What the New Wave of Mine Approvals Means for Iron Ore Prices



Mine expansions at the peak of the commodity cycle

The seaborne iron ore industry has been plagued with overcapacity for the last few years as miners approved new mines at the peak of the commodity cycle with a view that China’s breakneck pace of economic growth will continue. That, however, didn’t turn out to be the case. As a result, many miners were stuck with huge mine expansions completing at the time of surplus supply and slowed demand growth from China. This was the major reason for pressure on iron ore prices, which went from ~$200 per ton at the peak in 2011 to ~$35 per ton in 2016.

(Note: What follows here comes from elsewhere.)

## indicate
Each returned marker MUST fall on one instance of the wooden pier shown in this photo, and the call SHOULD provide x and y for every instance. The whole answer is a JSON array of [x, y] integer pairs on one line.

New mine approvals from miners

In recent months, we’ve again seen some mine approvals taking place. BHP (BHP) approved a $4 billion iron ore project, South Flank in Pilbara, Australia. The first production of this project is expected to start in 2021. It’s expected to fully replace the 80 million tons per year of production from BHP’s Yandi mine, which is reaching the end of its useful life.

Before BHP’s approval, Fortescue Metals Group (FSUGY), Australia’s third-largest iron ore miner, had also approved a new $1.27 billion Eliwana project in Pilbara in May. This project is expected to replace the company’s production from the Firetail mine, which is close to the end of its life.

In continuation with new mine approvals, Rio Tinto (RIO) is also expected to approve a $3 billion Koodaideri mine before 2018 ends. The construction of the mine is expected to start next year. Vale SA (VALE), the world’s largest iron ore producer, is still in the ramp-up phase of its biggest iron ore mine, S11D.

Replacement, not expansions

Cleveland-Cliffs (CLF), which is a US-focused iron ore pellet supplier, has decided to sell its Australian operations in iron ore and get out of the direct seaborne business. It wants to focus on its US business, which has legacy contracts and a higher premium.

This time, the mine approvals are different in the sense that they’re not coming in to drive expansion but rather to replace the existing maturing production. Moreover, miners (XME) have now started following a “value over volume” strategy. Both of these things point to the fact that these mine additions shouldn’t lead to surplus exceeding demand growth, which wouldn’t be detrimental to iron ore prices in the long term.